Ed è questo il segreto del suo incessante ricominciare e ritentare un “nuovo” che sempre invecchia; e mentre tutto, tragicamente invecchia.
Poiché nulla è davvero nuovo, la Moda cresce per un nuovo “relativo” ha un’evoluzione che procede per equilibri e per “macroevoluzioni”, non per trascurabili “tendenze”.
Givenchy riconosciuto responsabile delle più gloriose rivoluzioni del costume moderno è stato capace di unire magistralmente semplicità e sofisticatezza, grazie all’equilibro tra linee pulite e ricchezza dei tessuti, tra attenzione maniacale al dettaglio e leggerezza delle silhouette.
Di collezione in collezione, dentro uno stile, idee e simboli scivolano via ed in embrione posseggono già le caratteristiche e la “sostanza” di quello che sarà la prossima sfilata e solo i couturier/stilisti sanno questo.

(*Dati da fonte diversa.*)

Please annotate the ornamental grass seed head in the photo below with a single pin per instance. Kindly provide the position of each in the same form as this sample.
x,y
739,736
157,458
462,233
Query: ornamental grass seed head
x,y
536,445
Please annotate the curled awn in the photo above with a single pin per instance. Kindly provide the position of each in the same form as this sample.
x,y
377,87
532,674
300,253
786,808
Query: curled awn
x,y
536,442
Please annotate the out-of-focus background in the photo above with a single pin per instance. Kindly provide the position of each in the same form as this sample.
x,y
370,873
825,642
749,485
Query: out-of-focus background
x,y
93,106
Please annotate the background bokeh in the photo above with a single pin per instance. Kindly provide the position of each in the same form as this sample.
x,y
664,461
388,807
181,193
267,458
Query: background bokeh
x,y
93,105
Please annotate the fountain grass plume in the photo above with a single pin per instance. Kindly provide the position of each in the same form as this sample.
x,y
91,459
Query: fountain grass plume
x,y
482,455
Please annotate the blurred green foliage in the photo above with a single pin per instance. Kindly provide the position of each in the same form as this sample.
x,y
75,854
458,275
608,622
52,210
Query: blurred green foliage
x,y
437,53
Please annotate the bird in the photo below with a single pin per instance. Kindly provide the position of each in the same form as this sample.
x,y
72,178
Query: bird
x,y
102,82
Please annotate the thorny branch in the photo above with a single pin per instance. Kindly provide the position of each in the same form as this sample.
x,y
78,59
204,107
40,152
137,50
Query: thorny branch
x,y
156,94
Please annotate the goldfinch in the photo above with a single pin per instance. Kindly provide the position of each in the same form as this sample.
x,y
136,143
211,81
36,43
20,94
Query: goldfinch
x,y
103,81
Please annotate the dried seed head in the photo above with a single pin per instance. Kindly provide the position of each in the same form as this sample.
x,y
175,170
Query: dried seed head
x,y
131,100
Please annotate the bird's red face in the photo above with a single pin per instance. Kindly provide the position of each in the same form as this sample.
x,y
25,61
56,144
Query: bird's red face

Posseggono il dono di prevedere.
Facendo una breve overview sugli inizi del ‘900, soprattutto nei primi anni di quel periodo caratterizzato dalla prima guerra mondiale, vediamo che cambia l’abbigliamento femminile.
L’inizio del 1900 erano ancora gli anni della cosiddetta Bella Epoque: un periodo particolare in cui il mondo iniziò a vivere in maniera più liberty.
La donna voleva sempre più assumere un ruolo di primo piano ed aveva dovuto sostituire i mariti partiti per la guerra. Si iniziarono a diffondere anche i tailleur, un capo fino a quel momento tipicamente maschili che entrano a far parte della moda donna.
Gli uomini molto formali all’inizio del Novecento e fino alla metà di inizio secolo, iniziarono a fare i conti invece con un look meno formale negli anni seguenti.
Il corpo di donna, iniziò ad essere messo in mostra grazie a dei corpetti aderenti, con la vita molto piccola. Le gonne tendevano ad allargarsi sul fondo, anche quelle fascianti sui fianchi. Inoltre, è proprio in questo periodo che iniziarono a farsi strada i colletti alti e le stecche contenitive. Ma anche i vestiti maschili, subirono un cambiamento, infatti l’uomo iniziò ad essere sempre più alla ricerca di capi importanti.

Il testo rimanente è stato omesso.